RequestResponse// Sample extractor function. Change the function to suit your individual needs function extract(headerSegments, lineSegments) { response = {} for (i = 0; i < lineSegments.length; i++) { response[headerSegments[i]] = lineSegments[i] } return [response] }NoteIf the function name in the Function Name field and the JS Source window do not match, an error will occur when the extractor is initiated.
-
-
In the tag editor, click Save.
-
(Optional) To extract attributes for another tag, click
Add Tagger, and in the Tag drop-down list, click a tag and repeat steps 6 through 10. -
(Optional) To add another document extractor, repeat steps 4 to 6.
-
On the Document Extractors page, click Save.
Add document and column transformers
When you configure a feed crawler, Search uses transformers to index structured documents like CSV and JSON. Additional transformers can be added and configured to further alter data before indexing.
To add document and column transformers:
-
In the left pane, click Transformers and then, in the Transformers section, click
Edit. -
On the Transformers page, in the left pane, click Document Transformers.
-
In the Document Transformers pane, add a document transformer.
-
To add another document transformer, repeat step 3.
-
In the left pane, next to Column Transformers, click
Column Transformer. -
In the Column Transformers pane, add a column transformer.
-
To add another column transformer, repeat step 6.
-
Click Save.
Set incremental updates
Uploading a file via SFTP will trigger the source, but you can also make updates to your source via API updates like Patch or Puts. To update the source with API requests, enable incremental updates.

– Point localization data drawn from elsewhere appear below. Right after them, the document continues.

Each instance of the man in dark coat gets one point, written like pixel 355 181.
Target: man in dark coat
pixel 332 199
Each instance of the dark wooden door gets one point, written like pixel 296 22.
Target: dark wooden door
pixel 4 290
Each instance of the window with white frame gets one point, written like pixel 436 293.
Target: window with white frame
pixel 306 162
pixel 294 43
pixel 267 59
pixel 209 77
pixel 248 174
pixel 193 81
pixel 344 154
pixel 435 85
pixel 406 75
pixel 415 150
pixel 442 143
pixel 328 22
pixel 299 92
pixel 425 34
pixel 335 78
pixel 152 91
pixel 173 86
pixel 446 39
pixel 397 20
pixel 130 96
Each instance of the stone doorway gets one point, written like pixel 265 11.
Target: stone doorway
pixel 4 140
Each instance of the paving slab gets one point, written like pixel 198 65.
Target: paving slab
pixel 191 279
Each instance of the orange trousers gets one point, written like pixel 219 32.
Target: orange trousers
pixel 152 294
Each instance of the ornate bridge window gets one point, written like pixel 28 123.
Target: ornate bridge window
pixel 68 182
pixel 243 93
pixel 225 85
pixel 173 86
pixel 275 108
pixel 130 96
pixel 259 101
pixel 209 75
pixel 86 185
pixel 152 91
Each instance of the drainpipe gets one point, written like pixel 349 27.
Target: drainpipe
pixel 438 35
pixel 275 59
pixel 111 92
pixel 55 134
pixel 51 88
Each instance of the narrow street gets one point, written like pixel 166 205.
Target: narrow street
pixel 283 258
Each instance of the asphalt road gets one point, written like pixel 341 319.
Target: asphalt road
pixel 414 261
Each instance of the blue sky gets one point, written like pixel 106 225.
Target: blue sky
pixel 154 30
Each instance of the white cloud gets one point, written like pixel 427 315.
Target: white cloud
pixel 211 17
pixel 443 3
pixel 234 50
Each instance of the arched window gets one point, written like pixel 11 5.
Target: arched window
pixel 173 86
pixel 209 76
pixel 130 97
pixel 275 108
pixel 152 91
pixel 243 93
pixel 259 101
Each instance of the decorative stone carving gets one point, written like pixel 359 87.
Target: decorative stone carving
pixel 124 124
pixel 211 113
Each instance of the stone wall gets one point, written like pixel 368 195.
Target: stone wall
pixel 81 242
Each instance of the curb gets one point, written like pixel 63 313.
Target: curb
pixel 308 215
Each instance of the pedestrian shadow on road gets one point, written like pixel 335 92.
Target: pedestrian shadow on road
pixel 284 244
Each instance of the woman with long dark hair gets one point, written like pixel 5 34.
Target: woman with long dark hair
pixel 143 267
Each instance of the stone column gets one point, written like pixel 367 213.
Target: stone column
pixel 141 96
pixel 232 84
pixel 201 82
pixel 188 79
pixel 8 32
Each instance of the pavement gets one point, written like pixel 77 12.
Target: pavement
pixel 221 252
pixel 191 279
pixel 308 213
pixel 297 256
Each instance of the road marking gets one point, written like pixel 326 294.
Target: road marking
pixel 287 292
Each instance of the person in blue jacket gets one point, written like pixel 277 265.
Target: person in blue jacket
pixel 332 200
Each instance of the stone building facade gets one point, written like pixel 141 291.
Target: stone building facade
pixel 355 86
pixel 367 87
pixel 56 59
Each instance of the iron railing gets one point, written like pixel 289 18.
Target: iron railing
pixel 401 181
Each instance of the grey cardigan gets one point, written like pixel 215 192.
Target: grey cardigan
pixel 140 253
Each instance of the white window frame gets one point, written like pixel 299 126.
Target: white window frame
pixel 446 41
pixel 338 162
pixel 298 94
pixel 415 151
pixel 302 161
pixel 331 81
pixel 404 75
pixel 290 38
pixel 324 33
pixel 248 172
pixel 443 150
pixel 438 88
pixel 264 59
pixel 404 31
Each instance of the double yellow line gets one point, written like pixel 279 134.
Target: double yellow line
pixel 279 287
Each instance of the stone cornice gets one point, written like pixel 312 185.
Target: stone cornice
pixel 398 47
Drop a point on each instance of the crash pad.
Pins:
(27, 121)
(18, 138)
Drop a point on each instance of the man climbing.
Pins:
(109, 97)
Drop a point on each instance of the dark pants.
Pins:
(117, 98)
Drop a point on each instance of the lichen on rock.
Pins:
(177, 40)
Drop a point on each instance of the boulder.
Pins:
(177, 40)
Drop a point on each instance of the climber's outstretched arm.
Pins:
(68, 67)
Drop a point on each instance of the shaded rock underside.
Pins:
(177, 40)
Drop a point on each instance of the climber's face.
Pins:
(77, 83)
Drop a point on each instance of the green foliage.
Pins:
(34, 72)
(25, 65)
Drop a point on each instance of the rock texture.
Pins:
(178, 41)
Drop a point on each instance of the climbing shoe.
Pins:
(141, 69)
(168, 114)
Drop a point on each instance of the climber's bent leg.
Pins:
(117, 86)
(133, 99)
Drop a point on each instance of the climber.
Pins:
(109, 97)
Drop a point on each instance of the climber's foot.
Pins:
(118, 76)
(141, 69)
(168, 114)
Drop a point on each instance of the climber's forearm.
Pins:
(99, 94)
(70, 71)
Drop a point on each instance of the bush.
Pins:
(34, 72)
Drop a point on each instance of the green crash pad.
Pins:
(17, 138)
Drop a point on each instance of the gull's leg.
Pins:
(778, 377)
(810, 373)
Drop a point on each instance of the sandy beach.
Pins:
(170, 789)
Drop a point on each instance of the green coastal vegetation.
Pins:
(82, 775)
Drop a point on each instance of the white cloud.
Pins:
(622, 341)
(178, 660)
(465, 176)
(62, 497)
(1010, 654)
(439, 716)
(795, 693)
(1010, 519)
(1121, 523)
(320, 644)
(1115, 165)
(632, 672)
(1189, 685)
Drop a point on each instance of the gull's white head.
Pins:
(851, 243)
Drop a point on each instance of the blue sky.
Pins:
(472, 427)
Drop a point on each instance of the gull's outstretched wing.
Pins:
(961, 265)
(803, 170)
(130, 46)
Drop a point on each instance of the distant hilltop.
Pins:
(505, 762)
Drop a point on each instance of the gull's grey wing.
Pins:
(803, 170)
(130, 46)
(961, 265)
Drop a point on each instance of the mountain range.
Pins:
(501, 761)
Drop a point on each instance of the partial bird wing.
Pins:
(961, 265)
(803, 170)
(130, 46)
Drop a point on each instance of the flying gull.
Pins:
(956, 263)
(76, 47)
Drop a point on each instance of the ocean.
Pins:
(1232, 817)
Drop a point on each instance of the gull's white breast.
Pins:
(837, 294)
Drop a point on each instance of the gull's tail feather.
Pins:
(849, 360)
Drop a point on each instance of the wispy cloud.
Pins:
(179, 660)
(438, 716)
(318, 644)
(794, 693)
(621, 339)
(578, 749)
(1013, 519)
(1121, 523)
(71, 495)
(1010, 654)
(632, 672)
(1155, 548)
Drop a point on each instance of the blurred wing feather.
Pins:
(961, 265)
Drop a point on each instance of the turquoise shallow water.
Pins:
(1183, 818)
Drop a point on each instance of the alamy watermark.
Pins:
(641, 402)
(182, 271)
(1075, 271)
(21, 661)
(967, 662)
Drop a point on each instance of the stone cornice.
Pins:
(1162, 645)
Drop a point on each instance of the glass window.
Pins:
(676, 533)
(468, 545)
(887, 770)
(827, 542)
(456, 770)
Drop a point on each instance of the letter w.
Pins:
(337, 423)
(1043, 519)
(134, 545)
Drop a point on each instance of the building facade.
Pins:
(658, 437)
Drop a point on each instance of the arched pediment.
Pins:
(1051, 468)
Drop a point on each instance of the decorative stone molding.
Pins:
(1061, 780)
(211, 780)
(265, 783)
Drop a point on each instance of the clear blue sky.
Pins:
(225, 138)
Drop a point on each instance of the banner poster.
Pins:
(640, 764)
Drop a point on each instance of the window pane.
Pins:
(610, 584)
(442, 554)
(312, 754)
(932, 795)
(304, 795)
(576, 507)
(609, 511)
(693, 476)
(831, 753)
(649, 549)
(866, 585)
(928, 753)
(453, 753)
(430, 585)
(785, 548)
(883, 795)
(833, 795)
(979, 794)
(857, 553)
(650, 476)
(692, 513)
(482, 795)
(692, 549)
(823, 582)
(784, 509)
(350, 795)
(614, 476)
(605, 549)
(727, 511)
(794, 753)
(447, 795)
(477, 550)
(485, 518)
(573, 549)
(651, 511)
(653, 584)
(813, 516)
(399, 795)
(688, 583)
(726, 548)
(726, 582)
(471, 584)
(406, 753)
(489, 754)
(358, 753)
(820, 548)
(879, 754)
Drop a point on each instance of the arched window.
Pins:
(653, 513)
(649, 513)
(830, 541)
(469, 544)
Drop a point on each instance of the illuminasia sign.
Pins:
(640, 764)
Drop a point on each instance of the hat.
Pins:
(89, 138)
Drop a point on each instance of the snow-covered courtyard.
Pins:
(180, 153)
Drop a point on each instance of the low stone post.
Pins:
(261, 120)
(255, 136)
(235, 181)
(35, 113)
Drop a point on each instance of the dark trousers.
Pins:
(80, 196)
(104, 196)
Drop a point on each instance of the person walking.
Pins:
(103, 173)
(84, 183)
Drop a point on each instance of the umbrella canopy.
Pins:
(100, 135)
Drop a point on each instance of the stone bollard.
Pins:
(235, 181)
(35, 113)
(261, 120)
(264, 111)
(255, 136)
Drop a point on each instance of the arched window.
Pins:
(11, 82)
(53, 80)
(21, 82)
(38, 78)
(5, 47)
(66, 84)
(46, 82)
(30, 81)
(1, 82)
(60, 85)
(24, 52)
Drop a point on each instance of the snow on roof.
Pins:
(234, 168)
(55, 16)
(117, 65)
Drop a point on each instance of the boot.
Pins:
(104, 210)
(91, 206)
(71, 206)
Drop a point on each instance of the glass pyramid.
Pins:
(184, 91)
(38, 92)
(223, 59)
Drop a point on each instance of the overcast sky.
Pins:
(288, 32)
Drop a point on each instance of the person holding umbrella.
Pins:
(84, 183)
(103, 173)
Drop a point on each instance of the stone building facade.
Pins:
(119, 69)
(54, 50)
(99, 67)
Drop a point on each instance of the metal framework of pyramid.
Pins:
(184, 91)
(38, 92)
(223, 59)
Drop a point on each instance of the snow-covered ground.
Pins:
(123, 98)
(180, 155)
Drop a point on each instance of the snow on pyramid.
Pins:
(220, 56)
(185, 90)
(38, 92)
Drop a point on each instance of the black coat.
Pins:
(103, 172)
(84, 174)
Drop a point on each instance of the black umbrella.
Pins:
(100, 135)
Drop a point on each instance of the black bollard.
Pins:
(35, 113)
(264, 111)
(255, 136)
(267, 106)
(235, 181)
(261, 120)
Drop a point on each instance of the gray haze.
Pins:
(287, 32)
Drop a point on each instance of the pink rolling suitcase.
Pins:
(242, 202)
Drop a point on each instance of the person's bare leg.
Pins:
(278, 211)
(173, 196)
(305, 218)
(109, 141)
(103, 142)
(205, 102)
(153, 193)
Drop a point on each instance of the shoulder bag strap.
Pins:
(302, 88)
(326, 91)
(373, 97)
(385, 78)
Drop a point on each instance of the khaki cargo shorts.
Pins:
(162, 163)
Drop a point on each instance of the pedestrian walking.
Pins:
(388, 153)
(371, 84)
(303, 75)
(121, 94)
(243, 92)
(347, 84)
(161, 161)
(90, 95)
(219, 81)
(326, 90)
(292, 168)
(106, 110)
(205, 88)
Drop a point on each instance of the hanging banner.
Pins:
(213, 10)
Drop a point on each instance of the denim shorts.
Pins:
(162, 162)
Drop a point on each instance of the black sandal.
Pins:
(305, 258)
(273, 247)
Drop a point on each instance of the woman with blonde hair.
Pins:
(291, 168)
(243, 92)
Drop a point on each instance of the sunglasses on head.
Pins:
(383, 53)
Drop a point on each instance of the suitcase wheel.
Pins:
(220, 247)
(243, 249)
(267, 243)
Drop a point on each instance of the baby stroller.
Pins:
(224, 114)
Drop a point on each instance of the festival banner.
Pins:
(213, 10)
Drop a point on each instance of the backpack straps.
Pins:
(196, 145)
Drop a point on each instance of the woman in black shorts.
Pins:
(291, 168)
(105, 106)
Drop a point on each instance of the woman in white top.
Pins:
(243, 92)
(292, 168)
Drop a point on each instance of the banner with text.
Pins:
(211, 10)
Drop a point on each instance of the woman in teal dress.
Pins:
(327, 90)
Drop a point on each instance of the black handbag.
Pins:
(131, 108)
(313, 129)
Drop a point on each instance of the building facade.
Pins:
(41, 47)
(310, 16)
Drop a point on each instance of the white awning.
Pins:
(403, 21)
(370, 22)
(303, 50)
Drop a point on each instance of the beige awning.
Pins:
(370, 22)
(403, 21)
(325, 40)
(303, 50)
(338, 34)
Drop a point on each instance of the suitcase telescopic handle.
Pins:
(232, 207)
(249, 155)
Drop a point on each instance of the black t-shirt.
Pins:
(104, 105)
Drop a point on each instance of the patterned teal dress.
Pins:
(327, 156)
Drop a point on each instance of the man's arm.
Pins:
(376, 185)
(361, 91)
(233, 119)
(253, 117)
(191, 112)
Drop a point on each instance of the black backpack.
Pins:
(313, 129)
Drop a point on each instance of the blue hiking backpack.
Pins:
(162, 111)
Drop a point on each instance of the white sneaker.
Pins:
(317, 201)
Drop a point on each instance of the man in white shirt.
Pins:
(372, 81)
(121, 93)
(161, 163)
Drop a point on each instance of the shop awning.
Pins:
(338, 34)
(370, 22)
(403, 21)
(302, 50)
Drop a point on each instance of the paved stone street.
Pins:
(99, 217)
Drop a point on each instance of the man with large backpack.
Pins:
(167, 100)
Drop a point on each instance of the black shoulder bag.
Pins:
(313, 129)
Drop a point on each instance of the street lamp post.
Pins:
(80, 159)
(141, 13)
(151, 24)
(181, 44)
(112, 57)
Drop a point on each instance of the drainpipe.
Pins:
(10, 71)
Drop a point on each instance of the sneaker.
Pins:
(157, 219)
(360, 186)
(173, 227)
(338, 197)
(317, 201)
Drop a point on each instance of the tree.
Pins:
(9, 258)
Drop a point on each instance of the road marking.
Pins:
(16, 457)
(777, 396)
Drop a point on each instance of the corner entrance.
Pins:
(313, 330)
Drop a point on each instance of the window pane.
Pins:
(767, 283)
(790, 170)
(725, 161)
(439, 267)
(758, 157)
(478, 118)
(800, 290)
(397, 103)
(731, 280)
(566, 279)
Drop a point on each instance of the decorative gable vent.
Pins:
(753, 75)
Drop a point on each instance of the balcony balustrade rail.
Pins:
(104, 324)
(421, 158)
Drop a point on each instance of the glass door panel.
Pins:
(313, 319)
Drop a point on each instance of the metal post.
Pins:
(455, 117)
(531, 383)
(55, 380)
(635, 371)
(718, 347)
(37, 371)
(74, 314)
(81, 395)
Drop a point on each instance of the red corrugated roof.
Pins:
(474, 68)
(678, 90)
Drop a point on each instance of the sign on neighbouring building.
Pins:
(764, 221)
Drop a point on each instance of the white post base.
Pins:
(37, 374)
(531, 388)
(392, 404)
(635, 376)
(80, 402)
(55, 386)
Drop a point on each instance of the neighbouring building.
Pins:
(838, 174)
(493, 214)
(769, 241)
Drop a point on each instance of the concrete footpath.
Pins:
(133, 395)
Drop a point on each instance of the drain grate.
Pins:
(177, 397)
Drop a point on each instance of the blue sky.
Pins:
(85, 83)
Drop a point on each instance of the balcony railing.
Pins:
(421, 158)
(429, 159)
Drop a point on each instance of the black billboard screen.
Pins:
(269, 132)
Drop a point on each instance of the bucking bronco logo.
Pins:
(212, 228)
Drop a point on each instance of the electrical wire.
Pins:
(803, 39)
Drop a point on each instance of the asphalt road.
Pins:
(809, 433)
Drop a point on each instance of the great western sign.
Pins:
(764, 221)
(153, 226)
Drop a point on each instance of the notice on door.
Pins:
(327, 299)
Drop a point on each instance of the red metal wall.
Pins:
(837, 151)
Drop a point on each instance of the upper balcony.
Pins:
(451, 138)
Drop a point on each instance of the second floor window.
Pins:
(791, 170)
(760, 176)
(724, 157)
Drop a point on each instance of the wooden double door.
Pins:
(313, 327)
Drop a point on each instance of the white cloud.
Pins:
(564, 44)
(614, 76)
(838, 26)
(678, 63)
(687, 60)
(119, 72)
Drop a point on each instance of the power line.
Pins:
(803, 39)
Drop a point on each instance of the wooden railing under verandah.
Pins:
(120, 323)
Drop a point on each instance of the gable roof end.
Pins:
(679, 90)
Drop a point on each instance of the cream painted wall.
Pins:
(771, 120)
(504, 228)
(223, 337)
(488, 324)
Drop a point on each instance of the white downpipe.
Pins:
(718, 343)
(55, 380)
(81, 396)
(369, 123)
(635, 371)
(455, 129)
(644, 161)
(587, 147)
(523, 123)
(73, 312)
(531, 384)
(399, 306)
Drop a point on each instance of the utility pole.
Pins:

To enable incremental updates to your source:
-
On the menu bar, click Sources and then select your feed crawler source.
-
In the Source Settings menu, click Incremental Updates.
-
Click the Enable Incremental Updates switch to enable the feature, then click Save.
Publish the source
You must publish the source to start the first scan and index.
To publish the source:
-
To open the Publish Source dialog, in the upper right corner of the source page, click Publish.